Pignatiello Just Looking to Get Back

Carmen Pignatiello made the Cubs' opening day roster for the first time in his career this season, but his stay in Chicago didn't last long as the left-hander made just two appearances before he was optioned to Class AAA Iowa.

The biggest blow came in Pignatiello's second appearance with the Cubs.

In a game against Pittsburgh on April 7 at PNC Park, Pignatiello was brought in during the sixth inning and would face two batters. He walked both on eight pitches and was none too surprised to be optioned to the minor leagues two days later.

"You can't do that up there," said Pignatiello. "I don't know what it was. I had gone five days without pitching. Maybe it was nerves a little bit. The biggest thing was I just wanted to do well. I knew that was a huge opportunity and if I go in there and get those two guys out, it's going to get me more opportunities. I didn't get the job done."

The 25-year-old Pignatiello has since made five appearances with Iowa, allowing one hit (a solo home run) in four innings. He has walked two of 14 batters faced and has thrown 32 strikes out of 52 pitches.

He is not an overpowering pitcher, but has bolstered good command throughout his minor league career and has been effective against left-handed batters.

"I think the big thing with that outing in Pittsburgh is if I were to have given up two hits, I don't think it would have made any difference," Pignatiello said. "But when you throw eight balls ... you can't do that once you come out of the bullpen."

Pignatiello's days with the Cubs date back longer than many players, as he was drafted at age 17 in 2000 out of Providence Catholic High School in New Lenox, Ill.

Iowa manager Pat Listach has seen Pignatiello for parts of the past three seasons and knows a thing or two about the southpaw – particularly his breaking pitch.

"He's shown us his curveball his whole career," Listach said. "Now he's working on a slider to make himself a little better."

Pignatiello said he was inspired to develop the slider in part because many of the Cubs' other left-handers have the pitch in their repertoire's.

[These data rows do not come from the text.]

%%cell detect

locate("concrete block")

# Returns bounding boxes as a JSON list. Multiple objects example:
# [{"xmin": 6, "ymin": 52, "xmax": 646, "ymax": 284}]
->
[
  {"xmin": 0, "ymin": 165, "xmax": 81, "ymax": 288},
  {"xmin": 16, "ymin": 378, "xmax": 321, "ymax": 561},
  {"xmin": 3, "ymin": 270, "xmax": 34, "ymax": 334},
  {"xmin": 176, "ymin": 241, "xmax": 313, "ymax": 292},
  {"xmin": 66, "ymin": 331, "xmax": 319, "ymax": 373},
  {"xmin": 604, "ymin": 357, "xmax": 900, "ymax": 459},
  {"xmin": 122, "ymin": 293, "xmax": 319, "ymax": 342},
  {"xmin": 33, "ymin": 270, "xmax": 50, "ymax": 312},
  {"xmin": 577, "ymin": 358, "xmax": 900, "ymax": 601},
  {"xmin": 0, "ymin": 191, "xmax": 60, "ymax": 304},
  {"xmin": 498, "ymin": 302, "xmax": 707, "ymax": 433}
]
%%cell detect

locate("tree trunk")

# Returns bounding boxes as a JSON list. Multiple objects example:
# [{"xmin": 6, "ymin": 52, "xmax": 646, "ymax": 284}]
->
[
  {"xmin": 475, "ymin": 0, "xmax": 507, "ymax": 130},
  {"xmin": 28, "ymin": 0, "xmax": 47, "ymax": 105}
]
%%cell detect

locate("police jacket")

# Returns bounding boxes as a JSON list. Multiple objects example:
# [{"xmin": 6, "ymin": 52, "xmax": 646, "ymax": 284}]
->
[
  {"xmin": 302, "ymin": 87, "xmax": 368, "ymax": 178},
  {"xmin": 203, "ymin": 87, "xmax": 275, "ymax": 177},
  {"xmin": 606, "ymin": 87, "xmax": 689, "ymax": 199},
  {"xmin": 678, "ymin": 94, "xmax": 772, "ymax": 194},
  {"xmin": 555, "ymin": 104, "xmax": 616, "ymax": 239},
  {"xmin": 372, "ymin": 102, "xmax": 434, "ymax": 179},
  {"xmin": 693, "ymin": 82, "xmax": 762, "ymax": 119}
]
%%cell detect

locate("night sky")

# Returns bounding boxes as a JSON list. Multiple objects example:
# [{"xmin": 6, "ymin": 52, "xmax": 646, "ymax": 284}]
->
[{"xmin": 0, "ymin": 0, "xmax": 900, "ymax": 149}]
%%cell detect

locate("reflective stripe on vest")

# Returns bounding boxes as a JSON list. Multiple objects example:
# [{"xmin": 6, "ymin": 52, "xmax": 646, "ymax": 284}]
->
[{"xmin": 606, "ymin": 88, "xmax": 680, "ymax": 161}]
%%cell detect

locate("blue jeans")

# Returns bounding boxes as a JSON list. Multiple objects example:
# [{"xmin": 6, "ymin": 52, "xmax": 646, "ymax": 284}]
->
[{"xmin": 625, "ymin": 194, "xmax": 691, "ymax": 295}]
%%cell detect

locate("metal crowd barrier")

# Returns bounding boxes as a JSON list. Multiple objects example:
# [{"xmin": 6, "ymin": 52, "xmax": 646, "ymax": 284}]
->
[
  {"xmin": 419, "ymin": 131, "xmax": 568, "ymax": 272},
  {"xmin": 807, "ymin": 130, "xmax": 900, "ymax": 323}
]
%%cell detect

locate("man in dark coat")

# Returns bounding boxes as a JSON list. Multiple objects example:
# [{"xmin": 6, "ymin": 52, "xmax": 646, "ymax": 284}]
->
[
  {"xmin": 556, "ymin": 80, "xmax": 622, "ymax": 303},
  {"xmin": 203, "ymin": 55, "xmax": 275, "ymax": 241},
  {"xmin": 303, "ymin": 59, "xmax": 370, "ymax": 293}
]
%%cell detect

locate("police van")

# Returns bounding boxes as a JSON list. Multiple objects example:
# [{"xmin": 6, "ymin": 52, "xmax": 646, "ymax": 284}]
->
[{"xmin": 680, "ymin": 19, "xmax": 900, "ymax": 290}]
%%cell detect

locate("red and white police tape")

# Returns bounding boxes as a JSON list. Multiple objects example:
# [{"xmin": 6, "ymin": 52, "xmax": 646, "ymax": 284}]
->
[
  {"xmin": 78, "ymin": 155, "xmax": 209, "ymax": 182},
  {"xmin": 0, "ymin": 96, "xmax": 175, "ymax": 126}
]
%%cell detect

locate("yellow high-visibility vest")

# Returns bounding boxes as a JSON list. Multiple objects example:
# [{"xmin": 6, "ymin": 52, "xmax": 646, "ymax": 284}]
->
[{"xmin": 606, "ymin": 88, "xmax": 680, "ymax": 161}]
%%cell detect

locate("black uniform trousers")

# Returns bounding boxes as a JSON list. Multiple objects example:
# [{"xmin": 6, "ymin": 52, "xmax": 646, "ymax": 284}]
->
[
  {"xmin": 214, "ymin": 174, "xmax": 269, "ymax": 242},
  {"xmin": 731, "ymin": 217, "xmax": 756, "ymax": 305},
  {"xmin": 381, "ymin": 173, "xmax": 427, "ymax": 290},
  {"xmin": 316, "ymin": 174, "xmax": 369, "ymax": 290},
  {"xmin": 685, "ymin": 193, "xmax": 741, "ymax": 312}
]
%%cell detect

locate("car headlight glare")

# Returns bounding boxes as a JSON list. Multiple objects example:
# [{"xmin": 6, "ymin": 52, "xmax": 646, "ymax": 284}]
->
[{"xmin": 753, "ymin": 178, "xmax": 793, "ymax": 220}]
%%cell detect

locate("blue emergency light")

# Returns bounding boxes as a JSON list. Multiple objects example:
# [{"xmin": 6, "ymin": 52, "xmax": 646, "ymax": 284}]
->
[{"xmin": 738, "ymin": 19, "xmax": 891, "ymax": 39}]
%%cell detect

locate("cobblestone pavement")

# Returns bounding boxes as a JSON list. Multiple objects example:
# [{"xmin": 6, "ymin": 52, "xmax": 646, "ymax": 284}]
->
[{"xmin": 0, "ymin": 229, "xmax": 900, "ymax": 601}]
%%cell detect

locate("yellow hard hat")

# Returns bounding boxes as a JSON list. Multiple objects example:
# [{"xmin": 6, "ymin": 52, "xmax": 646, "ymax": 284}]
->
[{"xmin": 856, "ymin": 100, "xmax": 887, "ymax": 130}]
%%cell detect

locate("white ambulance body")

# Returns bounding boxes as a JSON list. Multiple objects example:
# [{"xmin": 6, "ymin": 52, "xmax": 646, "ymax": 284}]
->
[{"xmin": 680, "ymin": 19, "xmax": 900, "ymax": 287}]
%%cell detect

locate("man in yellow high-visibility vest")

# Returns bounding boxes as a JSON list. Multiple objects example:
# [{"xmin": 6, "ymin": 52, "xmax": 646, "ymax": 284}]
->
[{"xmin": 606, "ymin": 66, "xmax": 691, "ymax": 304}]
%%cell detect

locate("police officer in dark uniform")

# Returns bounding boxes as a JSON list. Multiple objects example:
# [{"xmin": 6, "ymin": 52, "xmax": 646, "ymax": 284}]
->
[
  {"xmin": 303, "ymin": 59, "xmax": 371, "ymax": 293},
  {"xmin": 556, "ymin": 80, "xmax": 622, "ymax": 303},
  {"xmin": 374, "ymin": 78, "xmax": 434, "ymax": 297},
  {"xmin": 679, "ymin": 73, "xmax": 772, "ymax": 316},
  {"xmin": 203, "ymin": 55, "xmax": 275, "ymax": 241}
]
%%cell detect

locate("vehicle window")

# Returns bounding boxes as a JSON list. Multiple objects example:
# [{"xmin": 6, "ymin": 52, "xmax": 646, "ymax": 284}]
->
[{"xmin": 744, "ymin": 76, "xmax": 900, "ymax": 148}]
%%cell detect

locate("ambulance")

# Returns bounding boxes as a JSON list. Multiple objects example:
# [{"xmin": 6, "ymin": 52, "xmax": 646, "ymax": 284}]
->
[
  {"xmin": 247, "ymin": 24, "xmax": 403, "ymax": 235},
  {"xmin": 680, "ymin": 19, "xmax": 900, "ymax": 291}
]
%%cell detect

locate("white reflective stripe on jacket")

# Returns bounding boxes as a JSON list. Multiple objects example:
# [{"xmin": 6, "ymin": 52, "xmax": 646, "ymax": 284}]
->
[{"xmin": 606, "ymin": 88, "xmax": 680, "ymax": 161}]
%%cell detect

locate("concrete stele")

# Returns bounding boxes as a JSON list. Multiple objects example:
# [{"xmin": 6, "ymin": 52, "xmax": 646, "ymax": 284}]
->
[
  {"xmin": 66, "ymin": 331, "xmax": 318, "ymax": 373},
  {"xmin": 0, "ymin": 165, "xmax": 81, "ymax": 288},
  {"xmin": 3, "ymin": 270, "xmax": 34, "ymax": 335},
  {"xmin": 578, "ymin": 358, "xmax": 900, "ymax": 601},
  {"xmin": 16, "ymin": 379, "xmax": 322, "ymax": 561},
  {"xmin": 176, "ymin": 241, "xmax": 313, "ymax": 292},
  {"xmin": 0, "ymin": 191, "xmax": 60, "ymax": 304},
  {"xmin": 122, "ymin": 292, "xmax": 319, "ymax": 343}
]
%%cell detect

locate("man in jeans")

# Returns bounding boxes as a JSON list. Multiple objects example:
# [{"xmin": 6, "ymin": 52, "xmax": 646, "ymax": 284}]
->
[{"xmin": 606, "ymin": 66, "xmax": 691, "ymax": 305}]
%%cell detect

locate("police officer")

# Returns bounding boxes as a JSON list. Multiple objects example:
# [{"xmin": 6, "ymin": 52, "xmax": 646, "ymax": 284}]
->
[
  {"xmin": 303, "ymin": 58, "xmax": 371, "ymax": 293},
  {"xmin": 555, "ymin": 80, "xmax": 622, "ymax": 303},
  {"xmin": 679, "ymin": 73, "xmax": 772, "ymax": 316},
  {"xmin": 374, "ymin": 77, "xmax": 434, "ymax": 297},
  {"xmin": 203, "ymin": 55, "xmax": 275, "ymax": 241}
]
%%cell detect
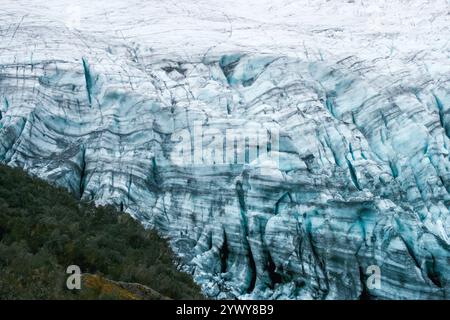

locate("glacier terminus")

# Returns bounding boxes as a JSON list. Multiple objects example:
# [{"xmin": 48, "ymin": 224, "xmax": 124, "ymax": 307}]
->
[{"xmin": 0, "ymin": 0, "xmax": 450, "ymax": 299}]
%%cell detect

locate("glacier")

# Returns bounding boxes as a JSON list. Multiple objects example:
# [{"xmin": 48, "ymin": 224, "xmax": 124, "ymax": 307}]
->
[{"xmin": 0, "ymin": 0, "xmax": 450, "ymax": 299}]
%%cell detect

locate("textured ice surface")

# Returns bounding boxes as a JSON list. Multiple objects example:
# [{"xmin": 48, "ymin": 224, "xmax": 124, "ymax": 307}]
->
[{"xmin": 0, "ymin": 0, "xmax": 450, "ymax": 299}]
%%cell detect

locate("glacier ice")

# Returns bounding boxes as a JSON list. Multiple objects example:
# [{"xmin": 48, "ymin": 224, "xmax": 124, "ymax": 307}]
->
[{"xmin": 0, "ymin": 0, "xmax": 450, "ymax": 299}]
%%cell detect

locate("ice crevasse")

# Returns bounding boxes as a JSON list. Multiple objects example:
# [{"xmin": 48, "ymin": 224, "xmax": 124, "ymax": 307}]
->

"I just started messing with it," said Pignatiello. "I think it's a better quality pitch against left-handers. It looks more like a fastball. It's something I'm going to try out and see what I can do with. I'm still throwing my curveball. Some of the other lefties we have, they throw sliders. I just think it's a quality pitch against left-handers."

Pignatiello put together a solid spring training, appearing in 11 games and allowing one run in 10-plus innings. He struck out nine and did not walk a batter.

He was asked if the Cubs rushed to judgment by sending him down so quickly.

"I was consistent in spring training," he said. "I feel I'm the kind of pitcher that gets better the more that I pitch. I understand that I'm a rookie and I have to kind of earn that keep, but ... obviously anybody would have wanted more opportunities."

And if Pignatiello has his say, his forgettable performance against the Pirates won't be his last opportunity with the big league team.

"Hopefully when I go back, I'm just throwing strikes," he said.